Quem pastores laudavere,
quibus angeli dixere,
absit vobis iam timere,
natus est rex gloriæ.

Ad quem reges ambulabant,
Aurum, Thus, Myrrham portabant,
immolabant haec sincere,
leoni victoriae.

Christo regi Deo nato
Per Mariam nobis dato
merito resonat vere
dulci cum melodia.

Shepherds left their flocks a-straying,
God's command with joy obeying,
When they heard the angel saying:
"Christ is born in Bethlehem."

Wise Men came from far, and saw him
Knelt in homage to adore him;
Precious gifts they laid before him:
Gold and frankincense and myrrh.

Let us now in every nation
Sing his praise with exultation.
All the world shall find salvation
In the birth of Mary's Son.

Students of the Latin school maintained a tradition of "Quempas singen," earning alms by going from house to house, singing carols.

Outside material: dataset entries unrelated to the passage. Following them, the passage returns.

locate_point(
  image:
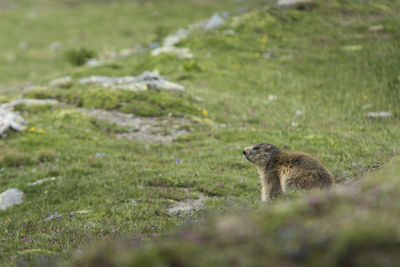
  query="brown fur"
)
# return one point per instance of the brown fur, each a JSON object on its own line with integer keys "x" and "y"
{"x": 281, "y": 172}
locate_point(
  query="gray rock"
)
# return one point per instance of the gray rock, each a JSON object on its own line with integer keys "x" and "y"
{"x": 142, "y": 129}
{"x": 61, "y": 82}
{"x": 381, "y": 114}
{"x": 28, "y": 102}
{"x": 182, "y": 53}
{"x": 214, "y": 22}
{"x": 44, "y": 180}
{"x": 174, "y": 38}
{"x": 290, "y": 3}
{"x": 146, "y": 81}
{"x": 94, "y": 62}
{"x": 11, "y": 197}
{"x": 10, "y": 121}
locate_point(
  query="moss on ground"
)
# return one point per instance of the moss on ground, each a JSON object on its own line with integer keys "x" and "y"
{"x": 351, "y": 225}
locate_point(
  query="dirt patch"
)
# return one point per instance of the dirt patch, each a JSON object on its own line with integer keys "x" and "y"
{"x": 188, "y": 206}
{"x": 143, "y": 129}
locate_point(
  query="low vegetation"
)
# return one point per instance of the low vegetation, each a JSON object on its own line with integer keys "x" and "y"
{"x": 302, "y": 79}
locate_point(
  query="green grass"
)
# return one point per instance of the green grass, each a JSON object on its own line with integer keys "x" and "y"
{"x": 309, "y": 69}
{"x": 354, "y": 225}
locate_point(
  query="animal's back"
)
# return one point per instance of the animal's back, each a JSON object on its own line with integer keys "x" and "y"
{"x": 302, "y": 171}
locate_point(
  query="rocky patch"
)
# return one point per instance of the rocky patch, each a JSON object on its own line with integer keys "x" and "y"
{"x": 143, "y": 129}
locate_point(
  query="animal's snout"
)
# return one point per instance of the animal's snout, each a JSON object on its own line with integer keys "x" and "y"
{"x": 246, "y": 152}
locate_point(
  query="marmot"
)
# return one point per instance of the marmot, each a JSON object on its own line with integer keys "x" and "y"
{"x": 280, "y": 171}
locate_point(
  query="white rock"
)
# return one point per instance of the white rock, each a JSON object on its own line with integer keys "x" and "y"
{"x": 147, "y": 80}
{"x": 214, "y": 22}
{"x": 174, "y": 38}
{"x": 229, "y": 32}
{"x": 41, "y": 181}
{"x": 272, "y": 98}
{"x": 94, "y": 62}
{"x": 299, "y": 113}
{"x": 289, "y": 3}
{"x": 10, "y": 120}
{"x": 23, "y": 45}
{"x": 182, "y": 53}
{"x": 381, "y": 114}
{"x": 56, "y": 46}
{"x": 28, "y": 102}
{"x": 11, "y": 197}
{"x": 59, "y": 82}
{"x": 375, "y": 28}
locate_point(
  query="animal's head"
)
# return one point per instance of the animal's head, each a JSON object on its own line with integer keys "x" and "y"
{"x": 260, "y": 155}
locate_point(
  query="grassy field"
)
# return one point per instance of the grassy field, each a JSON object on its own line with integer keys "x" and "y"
{"x": 303, "y": 80}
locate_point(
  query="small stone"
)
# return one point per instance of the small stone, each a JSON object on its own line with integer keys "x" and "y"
{"x": 272, "y": 98}
{"x": 23, "y": 45}
{"x": 41, "y": 181}
{"x": 94, "y": 62}
{"x": 61, "y": 82}
{"x": 352, "y": 48}
{"x": 11, "y": 197}
{"x": 56, "y": 46}
{"x": 291, "y": 3}
{"x": 182, "y": 53}
{"x": 375, "y": 28}
{"x": 229, "y": 32}
{"x": 381, "y": 114}
{"x": 214, "y": 22}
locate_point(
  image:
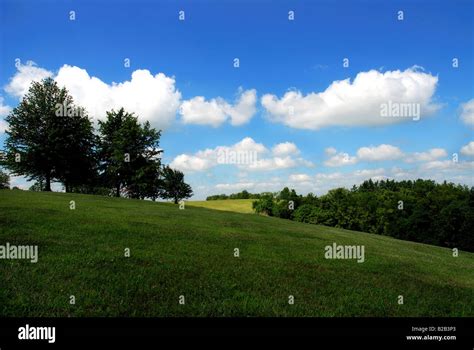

In order to revive the Quempas singing tradition and fight the sentimentality of 19th-century Christmas carols, Wilhelm Thomas and Konrad Ameln published a collection of old carols under the title Quempas, sometimes called Quempas-Heft, printed by Bärenreiter. The first collection contained 39 songs with melodies. It was followed by choral editions, and a greater selection including 20th-century carols in 1962. Der neue Quempas, a collection of 41 songs, was published in 2012.

The carol is included in volume 2 of the British collection Carols for Choirs (1970), in an arrangement by John Rutter, in Latin with an English translation by Imogen Holst.